Problem 3, Software release
Set up. We are finding both critical paths, choosing the cheapest crash that actually saves a day, and reading float for a near-critical path.
(i) Architecture 0→2. Backend 2→7. Frontend 2→7. Backend tests 7→10. Frontend tests 7→10. Deploy 10→11. Duration = 11 days. Critical paths: Arch → Backend → Backend tests → Deploy and Arch → Frontend → Frontend tests → Deploy. Shared: Architecture and Deploy.
(ii) Architecture $1000 (shared): cuts both paths by 1 ⇒ new duration 10 days. Backend $400 alone: Path 1 → 10, Path 2 stays 11 ⇒ no change. Frontend $400 alone: similarly no change. Backend + Frontend = $800: both paths drop to 10 ⇒ new duration 10 days. Cheapest 1-day cut = $800 (crash Backend + Frontend, one day each). The shared-activity crash costs $1000, more expensive here. Insight: shared-activity crashing isn't always cheapest; compare cost(shared) to sum of one-per-path crashes.
(iii) Float = critical path − near-critical path = 11 − 10 = 1 day.
Problem 4, Show pavilion
Set up. We are finding the critical paths, explaining the risk of multiple critical paths, and choosing the highest-impact shared activity to crash.
(i) Survey 0→1. Frame A 1→5. Frame B 1→5. Wire A 5→8. Wire B 5→8. Cladding 8→10. Inspection 10→11. Paths: Survey → Frame A → Wire A → Cladding → Inspection = 1+4+3+2+1 = 11. Survey → Frame B → Wire B → Cladding → Inspection = 1+4+3+2+1 = 11. Duration = 11 days. Two critical paths. Shared: Survey, Cladding, Inspection.
(ii) Each critical path is an independent route to project slippage. With one critical path, you watch one chain. With two, a delay on EITHER chain delays the project, risk doubles. Additionally, the chance of "something going wrong" on at least one of the two paths is higher than on a single path.
(iii) The shared activities are Survey (1 day), Cladding (2 days), Inspection (1 day). Cladding has the most days to potentially crash. Crashing Cladding by 1 day shortens both critical paths simultaneously, duration drops to 10 days. (Survey and Inspection at 1 day each cannot be reduced to zero realistically.)
Problem 5, Bushfire response
Set up.
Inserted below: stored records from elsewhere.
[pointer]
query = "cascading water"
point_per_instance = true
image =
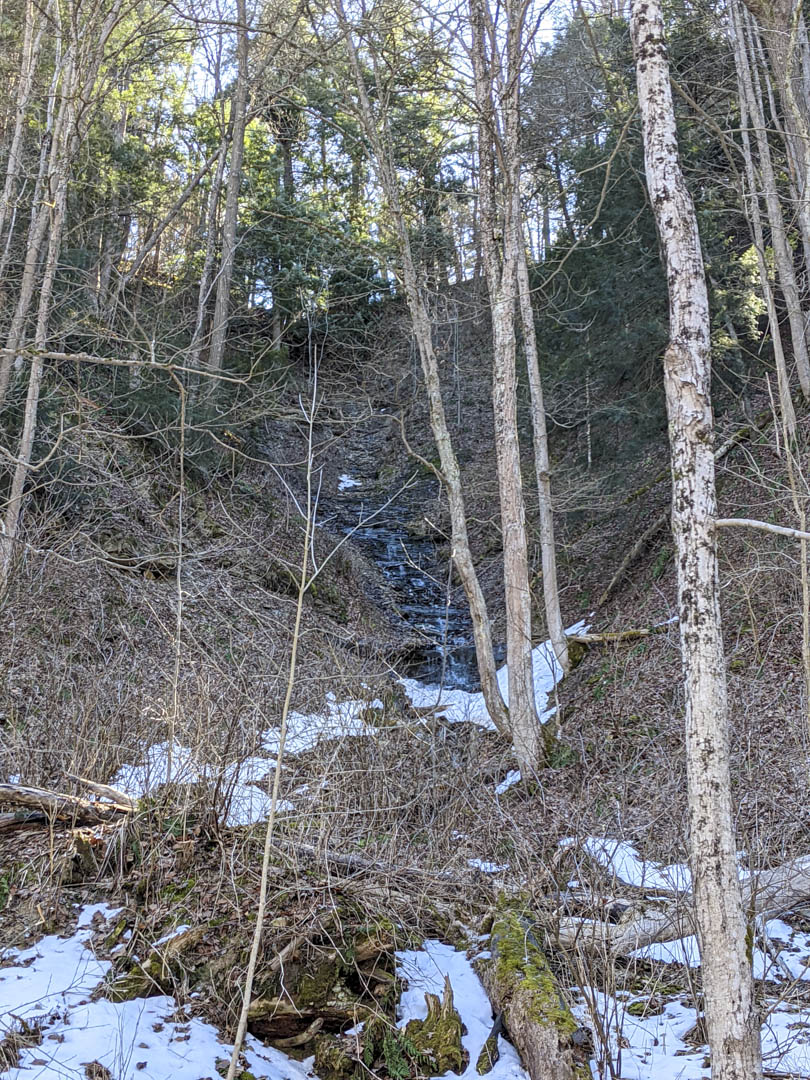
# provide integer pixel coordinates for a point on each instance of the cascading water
(442, 651)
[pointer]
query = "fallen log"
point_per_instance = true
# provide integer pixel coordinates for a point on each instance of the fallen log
(523, 989)
(104, 791)
(768, 893)
(70, 808)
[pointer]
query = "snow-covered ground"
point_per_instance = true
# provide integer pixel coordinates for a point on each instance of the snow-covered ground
(245, 801)
(424, 971)
(49, 986)
(651, 1047)
(460, 705)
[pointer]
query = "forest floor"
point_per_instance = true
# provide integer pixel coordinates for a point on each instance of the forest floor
(401, 821)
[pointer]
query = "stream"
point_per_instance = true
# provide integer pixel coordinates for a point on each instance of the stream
(443, 652)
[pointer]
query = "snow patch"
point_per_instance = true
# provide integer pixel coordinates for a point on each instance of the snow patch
(246, 804)
(512, 778)
(50, 986)
(622, 860)
(485, 867)
(461, 705)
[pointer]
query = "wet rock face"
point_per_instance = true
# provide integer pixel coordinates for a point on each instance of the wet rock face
(437, 647)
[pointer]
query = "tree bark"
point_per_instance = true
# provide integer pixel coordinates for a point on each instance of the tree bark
(542, 470)
(500, 269)
(376, 135)
(221, 304)
(733, 1028)
(31, 43)
(751, 102)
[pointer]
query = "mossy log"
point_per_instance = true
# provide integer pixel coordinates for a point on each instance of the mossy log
(523, 989)
(437, 1038)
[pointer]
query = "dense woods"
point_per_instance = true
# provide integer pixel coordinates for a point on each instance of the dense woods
(404, 555)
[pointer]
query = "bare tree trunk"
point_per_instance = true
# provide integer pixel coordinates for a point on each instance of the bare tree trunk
(56, 210)
(782, 253)
(219, 327)
(500, 268)
(31, 44)
(787, 50)
(755, 220)
(733, 1028)
(377, 136)
(40, 212)
(542, 468)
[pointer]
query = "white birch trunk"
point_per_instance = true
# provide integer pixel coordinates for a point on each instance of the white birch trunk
(542, 469)
(731, 1018)
(221, 304)
(31, 44)
(500, 269)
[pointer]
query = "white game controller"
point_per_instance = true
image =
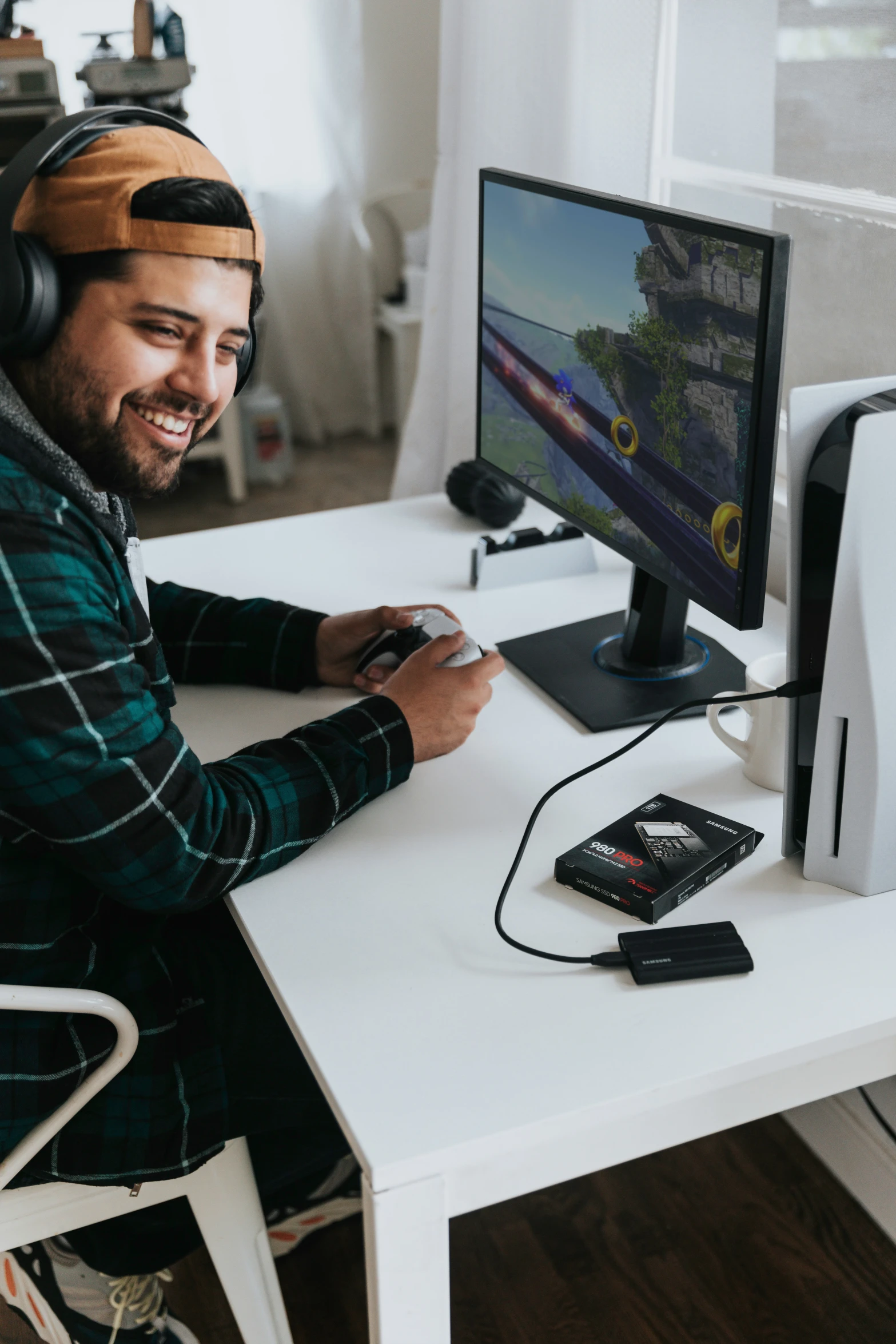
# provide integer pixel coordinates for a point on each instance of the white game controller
(391, 648)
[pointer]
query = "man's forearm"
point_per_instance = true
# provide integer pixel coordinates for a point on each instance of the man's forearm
(253, 642)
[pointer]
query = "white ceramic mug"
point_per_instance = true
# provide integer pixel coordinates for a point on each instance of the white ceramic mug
(762, 750)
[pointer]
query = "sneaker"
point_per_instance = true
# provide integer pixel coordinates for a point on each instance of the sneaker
(336, 1198)
(67, 1303)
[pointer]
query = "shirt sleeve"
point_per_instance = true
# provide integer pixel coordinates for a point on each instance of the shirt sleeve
(246, 643)
(93, 769)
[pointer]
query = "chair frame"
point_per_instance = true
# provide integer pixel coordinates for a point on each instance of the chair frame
(222, 1192)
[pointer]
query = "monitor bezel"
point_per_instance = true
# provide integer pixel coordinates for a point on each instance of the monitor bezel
(763, 432)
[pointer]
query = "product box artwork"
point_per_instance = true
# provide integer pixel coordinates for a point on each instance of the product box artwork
(656, 857)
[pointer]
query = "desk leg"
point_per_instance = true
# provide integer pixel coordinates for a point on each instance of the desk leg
(406, 1249)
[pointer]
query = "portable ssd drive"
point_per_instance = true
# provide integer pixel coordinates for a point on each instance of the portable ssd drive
(656, 858)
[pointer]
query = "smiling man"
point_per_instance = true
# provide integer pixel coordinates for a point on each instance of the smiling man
(116, 843)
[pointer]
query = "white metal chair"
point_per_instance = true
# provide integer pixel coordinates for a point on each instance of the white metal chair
(225, 441)
(222, 1194)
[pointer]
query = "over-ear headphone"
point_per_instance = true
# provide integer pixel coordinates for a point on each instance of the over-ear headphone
(30, 296)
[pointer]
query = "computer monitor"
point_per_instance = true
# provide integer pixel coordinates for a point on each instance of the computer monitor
(629, 379)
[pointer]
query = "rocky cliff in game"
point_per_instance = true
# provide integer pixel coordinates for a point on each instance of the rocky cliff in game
(683, 371)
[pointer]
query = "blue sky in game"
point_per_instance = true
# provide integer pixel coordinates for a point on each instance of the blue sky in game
(559, 263)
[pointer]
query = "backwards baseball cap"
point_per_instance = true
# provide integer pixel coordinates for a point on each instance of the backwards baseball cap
(85, 208)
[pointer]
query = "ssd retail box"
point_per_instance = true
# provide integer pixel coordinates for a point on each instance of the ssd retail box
(656, 858)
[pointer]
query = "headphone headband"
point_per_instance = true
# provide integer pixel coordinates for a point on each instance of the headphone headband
(29, 277)
(46, 154)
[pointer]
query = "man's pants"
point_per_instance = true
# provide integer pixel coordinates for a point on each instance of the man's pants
(274, 1101)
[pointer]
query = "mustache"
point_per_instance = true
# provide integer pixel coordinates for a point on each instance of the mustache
(171, 402)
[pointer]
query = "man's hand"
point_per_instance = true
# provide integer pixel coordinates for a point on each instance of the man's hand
(341, 639)
(441, 705)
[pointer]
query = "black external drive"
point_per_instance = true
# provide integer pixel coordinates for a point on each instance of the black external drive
(694, 952)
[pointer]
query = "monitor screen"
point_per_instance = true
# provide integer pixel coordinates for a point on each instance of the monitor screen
(621, 375)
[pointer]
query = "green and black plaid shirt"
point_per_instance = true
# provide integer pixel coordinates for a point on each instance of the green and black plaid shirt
(110, 828)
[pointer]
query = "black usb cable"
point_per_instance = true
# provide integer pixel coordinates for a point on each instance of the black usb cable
(789, 691)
We are finding the critical paths through a 3-team response, then deciding whether speeding up one mop-up cuts the total response time.
(i) Brief 0→1. Team 1 contain 1→5. Team 2 contain 1→5. Team 3 evacuate 1→4. Team 1 mop-up 5→7. Team 2 mop-up 5→7. All-clear: predecessors are both mop-ups (EF=7) and Evacuate (EF=4) → ES = max(7,7,4) = 7, EF = 8. Duration = 8 hours.
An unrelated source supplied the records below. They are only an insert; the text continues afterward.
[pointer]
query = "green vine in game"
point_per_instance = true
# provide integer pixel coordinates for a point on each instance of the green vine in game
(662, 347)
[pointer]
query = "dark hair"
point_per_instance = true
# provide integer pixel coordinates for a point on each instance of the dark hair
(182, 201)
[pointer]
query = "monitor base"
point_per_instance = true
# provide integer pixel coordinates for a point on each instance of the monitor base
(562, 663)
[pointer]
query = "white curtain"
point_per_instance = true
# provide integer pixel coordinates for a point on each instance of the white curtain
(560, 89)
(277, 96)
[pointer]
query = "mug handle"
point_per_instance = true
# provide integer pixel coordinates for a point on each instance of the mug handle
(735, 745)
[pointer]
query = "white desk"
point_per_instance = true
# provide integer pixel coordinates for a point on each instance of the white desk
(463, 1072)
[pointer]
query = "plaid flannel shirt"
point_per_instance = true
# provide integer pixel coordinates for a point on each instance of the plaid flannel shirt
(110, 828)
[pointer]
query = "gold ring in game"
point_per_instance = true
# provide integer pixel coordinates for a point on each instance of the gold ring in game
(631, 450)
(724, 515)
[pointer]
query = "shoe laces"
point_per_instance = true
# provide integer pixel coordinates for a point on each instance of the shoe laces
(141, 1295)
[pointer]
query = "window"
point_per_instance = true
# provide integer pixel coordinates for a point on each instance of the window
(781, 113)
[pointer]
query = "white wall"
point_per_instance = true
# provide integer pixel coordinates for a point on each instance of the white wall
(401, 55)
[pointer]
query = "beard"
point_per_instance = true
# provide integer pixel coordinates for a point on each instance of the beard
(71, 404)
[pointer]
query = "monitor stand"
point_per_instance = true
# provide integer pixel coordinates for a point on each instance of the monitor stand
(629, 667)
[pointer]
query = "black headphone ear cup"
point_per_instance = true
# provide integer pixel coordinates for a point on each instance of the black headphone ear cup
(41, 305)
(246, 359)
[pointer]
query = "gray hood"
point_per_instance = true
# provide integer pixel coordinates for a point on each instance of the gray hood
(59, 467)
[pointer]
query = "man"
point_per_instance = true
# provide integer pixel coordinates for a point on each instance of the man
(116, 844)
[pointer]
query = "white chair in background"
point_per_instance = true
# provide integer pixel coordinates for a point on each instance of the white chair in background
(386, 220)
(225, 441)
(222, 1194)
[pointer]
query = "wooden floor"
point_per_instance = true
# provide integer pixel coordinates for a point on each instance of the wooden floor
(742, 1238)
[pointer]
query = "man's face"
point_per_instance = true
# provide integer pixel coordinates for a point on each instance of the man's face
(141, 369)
(ii) Paths to All-clear: Brief → Contain N → Mop-up N → All-clear = 1+4+2+1 = 8. Brief → Contain S → Mop-up S → All-clear = 1+4+2+1 = 8. Brief → Evacuate → All-clear = 1+3+1 = 5 (not critical, float = 3). Two critical paths. Shared: Brief and All-clear.
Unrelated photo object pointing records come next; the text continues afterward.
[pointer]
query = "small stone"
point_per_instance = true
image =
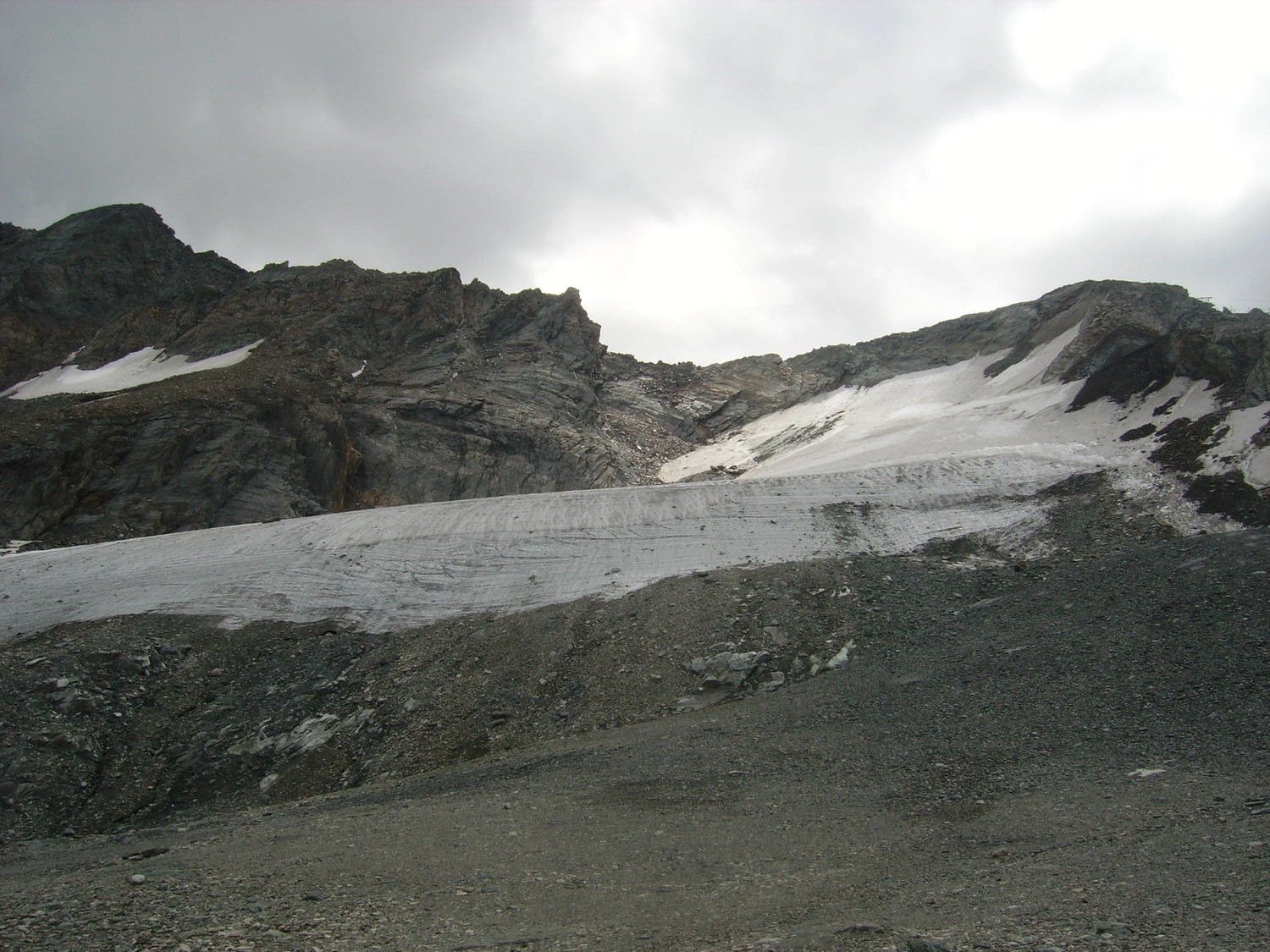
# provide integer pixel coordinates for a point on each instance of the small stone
(1112, 929)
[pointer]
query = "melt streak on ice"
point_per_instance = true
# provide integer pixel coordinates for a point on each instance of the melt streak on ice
(937, 454)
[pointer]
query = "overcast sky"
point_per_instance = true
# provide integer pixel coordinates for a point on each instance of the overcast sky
(718, 177)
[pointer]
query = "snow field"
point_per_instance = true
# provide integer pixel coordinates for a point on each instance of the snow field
(411, 565)
(140, 367)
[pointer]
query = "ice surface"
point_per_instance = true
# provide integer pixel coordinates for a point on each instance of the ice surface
(939, 454)
(952, 411)
(144, 366)
(409, 565)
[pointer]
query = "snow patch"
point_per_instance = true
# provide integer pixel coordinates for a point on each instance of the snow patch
(411, 565)
(141, 367)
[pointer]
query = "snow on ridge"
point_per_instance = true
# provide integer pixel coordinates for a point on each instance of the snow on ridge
(950, 411)
(403, 566)
(140, 367)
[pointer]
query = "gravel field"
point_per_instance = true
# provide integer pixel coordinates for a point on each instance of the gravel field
(1067, 754)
(iii) Halving Team 1's mop-up (2 → 1 hour) shortens only Path North to 7 hours. Path South is still 8 hours. Project duration stays at 8 hours. To get a real reduction, the extra team must speed up BOTH mop-ups, OR crash a shared activity (Brief or All-clear). Operationally: a single mop-up acceleration only helps the residents on the northern flank get an "all-clear" message earlier from that team, the official project all-clear still waits for the slower path.